It’s important to note that Powell River’s obsession with cars didn’t come from nowhere. It was encouraged at every level by government, industry, and even local community groups. If some cars were good, more cars could only be better.
Locally, one of the biggest champions of car culture was the Powell River Chamber of Commerce. For years, they worked tirelessly to promote Emil Gordon’s dream of a road to Vancouver.
In 1954, their efforts paid off when the vehicle ferry from Saltery Bay to Earl’s Cove opened, connecting Powell River to the lower coast and, by extension, Vancouver. The American for-profit company that operated the service, Black Ball Ferries, gave the BC government a $500,000 interest-free loan to pave the road from Madeira Park to Earls Cove.
Cars started flooding in. The new service was such a success that Black Ball added another ferry in 1965 (the Comox Queen) with daily service between Powell River and Comox. Still, the Chamber of Commerce kept pushing for even more cars. They shifted their focus to promoting the Coastal Circle Route, encouraging road-tripping tourists to drive to Powell River.
It wasn’t just the Chamber of Commerce that thought bringing in more cars would usher in a new era of wealth and prosperity. City council got swept up in the car-mania, too.
While the ferries were getting built, the city council introduced new car-centric laws and green-lit expansive suburban developments, baking sprawl into the fabric of our city. To this day, city bylaws require every new home to have at least two dedicated off-street parking spaces. Retail stores are required to have a parking space for every 250 square feet of floor space - effectively making strip malls and box stores the only type of commercial space anyone’s allowed to build. The city cut perfectly straight, forty-foot-wide streets through Westview’s new residential neighbourhoods and set the speed limits dangerously high. For decades, they underfunded pedestrian infrastructure, bike lanes, public transit, or any alternative to car travel.
In some ways, and for some people, one could say that Powell River changed for the better. Cars can rip across town in under ten minutes, there’s never any traffic, and, no matter where you go, there’s always free parking.
but, was the juice worth the squeeze?

Turns out, paving over the city and laying out the red carpet for big corporate box stores had some unintended consequences.
Slowly but surely, Westview’s new developments sucked the life out of Powell River’s historic downtowns. Locally owned stores that had been in business for generations closed, one after another - they couldn’t compete with the convenience of Joyce’s easy parking and one-stop shopping. The sturdy old homes of Townsite were neglected and fell into disrepair. People started calling Cranberry, Crackberry.
It’s not like no one saw it coming. As Gerry Grey describes it,
The village of Cranberry Lake was dragged, kicking and screaming into the 1955 amalgamation of the four communities (Westview, Townsite, Wildwood) to form the Municipality of Powell River. The reason for the reluctance was that Cranberry had $4,200 in the bank and the other three had none. Therefore, the question was “What’s in it for us?” For 10 years after the event, village seniors met every Saturday morning at Jack Hanna’s Quality Printing shop to bemoan the loss of Cranberry’s independence and how the folks in Westview were ripping them off. The same complaints were aired monthly at the Cranberry Ratepayers Association meetings. However, most were ignored at the council table.
The strange thing is, even with money pouring into Westview’s new developments, property values never quite caught up with the old neighbourhoods. Today, land values on Joyce are forty per cent lower than land values on Marine, Westview’s historic downtown.
The mismatch in property values has some serious implications. It means that businesses on Joyce aren’t paying their fair share in taxes.

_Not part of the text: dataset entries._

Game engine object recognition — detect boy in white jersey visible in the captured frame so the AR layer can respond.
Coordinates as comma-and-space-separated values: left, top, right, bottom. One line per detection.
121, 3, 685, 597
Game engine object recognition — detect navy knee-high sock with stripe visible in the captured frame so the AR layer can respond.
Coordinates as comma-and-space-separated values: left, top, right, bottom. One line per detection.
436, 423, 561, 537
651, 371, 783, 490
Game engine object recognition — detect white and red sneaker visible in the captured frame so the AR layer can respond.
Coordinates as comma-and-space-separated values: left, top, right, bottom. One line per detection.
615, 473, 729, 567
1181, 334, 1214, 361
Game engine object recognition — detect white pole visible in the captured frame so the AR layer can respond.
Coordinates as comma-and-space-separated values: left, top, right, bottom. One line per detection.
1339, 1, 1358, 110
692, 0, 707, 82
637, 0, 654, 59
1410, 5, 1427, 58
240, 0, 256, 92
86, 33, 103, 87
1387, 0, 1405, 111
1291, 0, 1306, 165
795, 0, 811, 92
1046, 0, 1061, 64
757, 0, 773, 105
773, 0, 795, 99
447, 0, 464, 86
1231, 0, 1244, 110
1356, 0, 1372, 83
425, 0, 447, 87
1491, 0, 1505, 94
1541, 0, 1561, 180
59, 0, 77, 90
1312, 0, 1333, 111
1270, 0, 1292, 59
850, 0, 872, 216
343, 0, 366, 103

For example, the Town Centre Mall (whose tenants include Walmart, Canadian Tire, and Starbucks) pays roughly $26,000 per acre in property tax. In comparison, a building on Marine that hosts three local businesses (32 Lakes Cafe, Wild Scoop, and Ecossentials) pays $153,000 per acre in property tax - a whopping six times more than the Town Centre Mall!5
There’s no valid reason for the discrepancy - it’s just a quirk of municipal taxation that corporations have learned to exploit. Strip malls and parking lots bring down property values, and their owners are taxed less because of it.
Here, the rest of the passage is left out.